Los beduinos les habían permitido conquistar su fortaleza pero el precio que había tenido que pagar se le antojaba excesivo, sobre todo teniendo en cuenta que dicha «fortaleza» no era más que un desolado montón de piedras calcinadas por el sol e infestada por una apestosa legión de bestias carroñeras que no paraban de pulular de un lado para otro.
—¡La madre que los parió!
—¿Qué ocurre ahora?
—Que empiezo a sospechar que lo que esos piojosos pretenden es que nos pasemos el día subiendo y bajando por las quebradas, rebuscando paso a paso por entre tanto vericueto, acojonados, sudando a mares y gastando energías, mientras se dedican a dormir plácidamente convencidos de que ni en un mes seríamos capaces de descubrir dónde coño se esconden.
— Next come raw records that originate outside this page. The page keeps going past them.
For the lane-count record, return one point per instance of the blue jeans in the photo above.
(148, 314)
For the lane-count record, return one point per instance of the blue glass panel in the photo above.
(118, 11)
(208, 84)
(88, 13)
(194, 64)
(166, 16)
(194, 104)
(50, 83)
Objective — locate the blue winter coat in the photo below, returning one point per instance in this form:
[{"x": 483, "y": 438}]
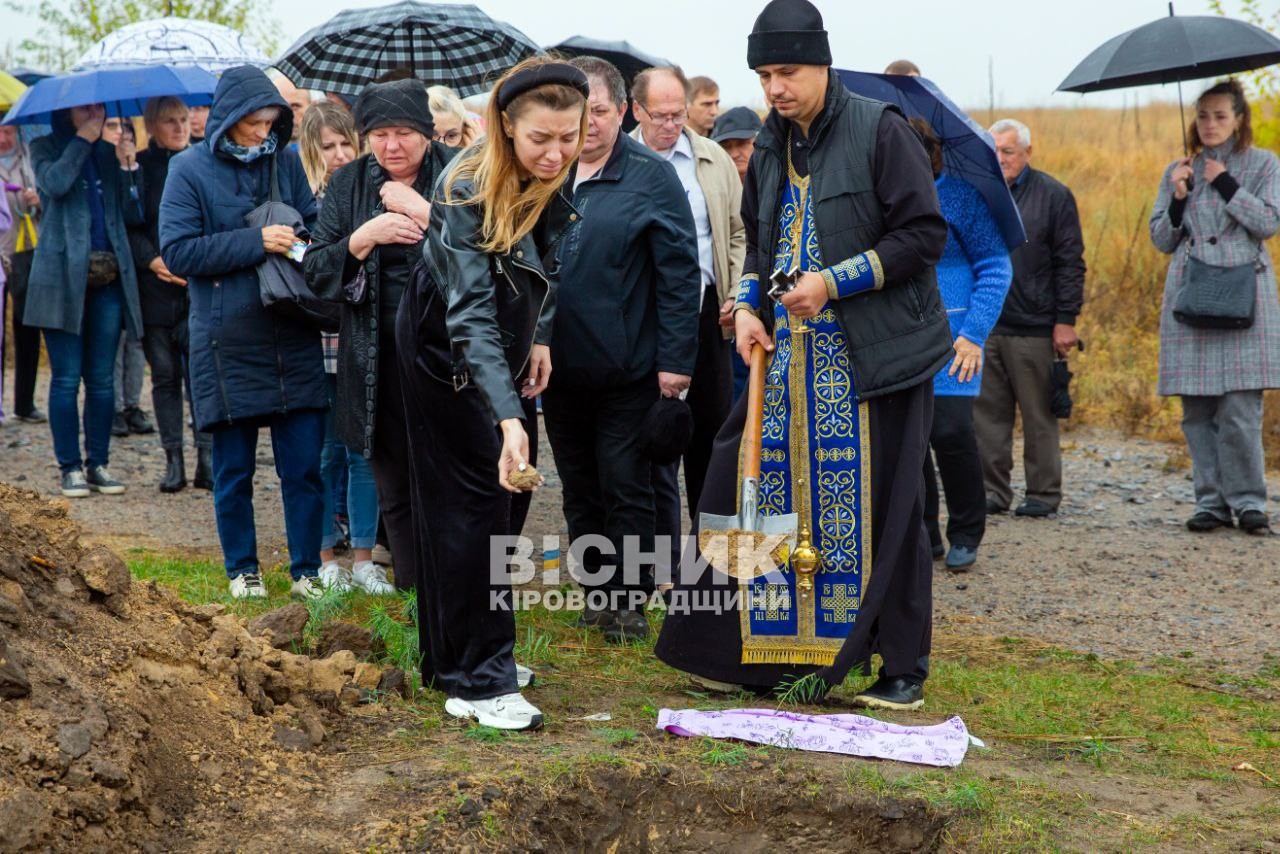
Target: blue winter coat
[
  {"x": 246, "y": 362},
  {"x": 59, "y": 269}
]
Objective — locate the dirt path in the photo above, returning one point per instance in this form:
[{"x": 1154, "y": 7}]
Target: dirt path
[{"x": 1115, "y": 572}]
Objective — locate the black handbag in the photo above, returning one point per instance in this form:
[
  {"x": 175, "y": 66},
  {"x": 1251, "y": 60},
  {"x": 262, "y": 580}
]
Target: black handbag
[
  {"x": 280, "y": 283},
  {"x": 1216, "y": 297}
]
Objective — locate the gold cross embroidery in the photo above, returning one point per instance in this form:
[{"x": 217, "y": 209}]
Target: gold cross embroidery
[
  {"x": 837, "y": 598},
  {"x": 777, "y": 602}
]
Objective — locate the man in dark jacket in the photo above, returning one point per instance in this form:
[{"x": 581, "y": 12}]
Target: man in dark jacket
[
  {"x": 625, "y": 333},
  {"x": 1036, "y": 327},
  {"x": 842, "y": 231},
  {"x": 250, "y": 366},
  {"x": 164, "y": 298}
]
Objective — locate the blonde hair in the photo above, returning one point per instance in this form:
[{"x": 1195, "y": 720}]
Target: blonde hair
[
  {"x": 511, "y": 210},
  {"x": 320, "y": 115},
  {"x": 442, "y": 99},
  {"x": 159, "y": 108}
]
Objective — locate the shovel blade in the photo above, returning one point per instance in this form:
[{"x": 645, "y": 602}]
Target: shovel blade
[{"x": 717, "y": 539}]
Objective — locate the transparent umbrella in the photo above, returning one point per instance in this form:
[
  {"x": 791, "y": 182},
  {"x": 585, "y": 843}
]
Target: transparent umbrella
[{"x": 176, "y": 42}]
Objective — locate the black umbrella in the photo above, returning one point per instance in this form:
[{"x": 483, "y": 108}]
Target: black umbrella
[
  {"x": 453, "y": 45},
  {"x": 629, "y": 59},
  {"x": 1171, "y": 50}
]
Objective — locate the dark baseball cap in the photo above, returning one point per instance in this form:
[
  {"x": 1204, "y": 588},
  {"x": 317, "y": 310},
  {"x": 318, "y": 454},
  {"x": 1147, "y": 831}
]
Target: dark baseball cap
[{"x": 739, "y": 123}]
Yo haría lo mismo —reconoció con absoluta honestidad Sam Muller—. ¿Para qué diablos necesitan liarse a tiros sabiendo que les superamos en número y nos sobran balas, cuando lo que tienen que hacer es obligarnos a consumir un agua de la que carecemos?
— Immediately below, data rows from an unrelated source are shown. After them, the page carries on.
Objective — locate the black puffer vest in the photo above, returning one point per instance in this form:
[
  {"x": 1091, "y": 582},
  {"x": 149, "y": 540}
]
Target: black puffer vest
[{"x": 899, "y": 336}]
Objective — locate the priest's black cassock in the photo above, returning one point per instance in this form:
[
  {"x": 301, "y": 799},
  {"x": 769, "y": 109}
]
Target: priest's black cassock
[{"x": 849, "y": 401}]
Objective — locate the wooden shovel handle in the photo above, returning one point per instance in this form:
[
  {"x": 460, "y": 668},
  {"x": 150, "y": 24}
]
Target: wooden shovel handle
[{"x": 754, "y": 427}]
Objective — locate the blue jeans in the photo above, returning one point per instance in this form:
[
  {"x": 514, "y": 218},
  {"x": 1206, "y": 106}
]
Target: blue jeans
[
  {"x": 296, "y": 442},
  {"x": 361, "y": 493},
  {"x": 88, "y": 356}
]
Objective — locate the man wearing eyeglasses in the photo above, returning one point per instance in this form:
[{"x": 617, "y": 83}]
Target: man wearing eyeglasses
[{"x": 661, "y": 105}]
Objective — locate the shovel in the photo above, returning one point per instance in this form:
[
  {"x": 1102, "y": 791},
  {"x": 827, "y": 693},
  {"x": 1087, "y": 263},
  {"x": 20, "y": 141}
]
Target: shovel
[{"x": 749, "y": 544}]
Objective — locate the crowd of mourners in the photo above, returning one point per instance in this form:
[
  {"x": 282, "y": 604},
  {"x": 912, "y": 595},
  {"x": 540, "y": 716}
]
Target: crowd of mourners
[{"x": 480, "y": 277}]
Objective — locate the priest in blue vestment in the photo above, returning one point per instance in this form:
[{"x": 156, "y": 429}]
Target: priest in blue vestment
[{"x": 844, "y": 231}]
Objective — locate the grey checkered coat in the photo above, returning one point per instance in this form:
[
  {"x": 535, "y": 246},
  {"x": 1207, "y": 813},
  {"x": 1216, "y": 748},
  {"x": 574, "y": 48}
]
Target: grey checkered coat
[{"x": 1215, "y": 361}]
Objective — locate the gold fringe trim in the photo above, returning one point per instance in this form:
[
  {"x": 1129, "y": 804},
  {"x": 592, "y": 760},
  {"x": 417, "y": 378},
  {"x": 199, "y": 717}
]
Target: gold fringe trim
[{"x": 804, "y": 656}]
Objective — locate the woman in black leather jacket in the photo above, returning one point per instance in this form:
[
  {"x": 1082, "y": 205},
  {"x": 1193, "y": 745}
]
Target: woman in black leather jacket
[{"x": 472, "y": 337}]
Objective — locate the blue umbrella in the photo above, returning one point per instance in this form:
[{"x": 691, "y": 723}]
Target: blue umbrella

—¿Y es por eso por lo que se han limitado a herirnos evitando matarnos?
—Evidente.
—¡Si serán malnacidos…! —Al armenio casi le rechinaban los dientes a causa de la mal contenida furia—. Prefieren acabar con todos a la vez matándonos de sed, que uno por uno a base de balazos.
—¡Son listos! —se vio en la necesidad de reconocer el sudafricano que continuaba mostrándose tan flemático como siempre—. ¡Tan puñeteramente listos que han sido capaces de llevarnos a un callejón sin salida!
—¿Realmente crees que no hay salida? —quiso saber el mayor de los hermanos Mendoza que había sido atento testigo de la conversación sentado en el fondo de una alta cueva de ancha entrada en la que el grueso del grupo había buscado momentáneo refugio.
—Me temo que sí —fue la inequívoca respuesta—. Un hombre puede enfrentarse al hambre, la fatiga, el miedo e incluso a un enemigo infinitamente superior en número y armamento. Con un par de huevos y mucha suerte, quizá consiga salir adelante en las circunstancias más jodidas, pero hay algo contra lo que ningún ser viviente ha sido nunca capaz de luchar: la sed. Las bestias más resistentes y las civilizaciones más poderosas desaparecieron de la faz de la tierra en cuanto les faltó el agua. O mucho me equivoco, o eso es lo que está a punto de sucedernos, aquí y ahora.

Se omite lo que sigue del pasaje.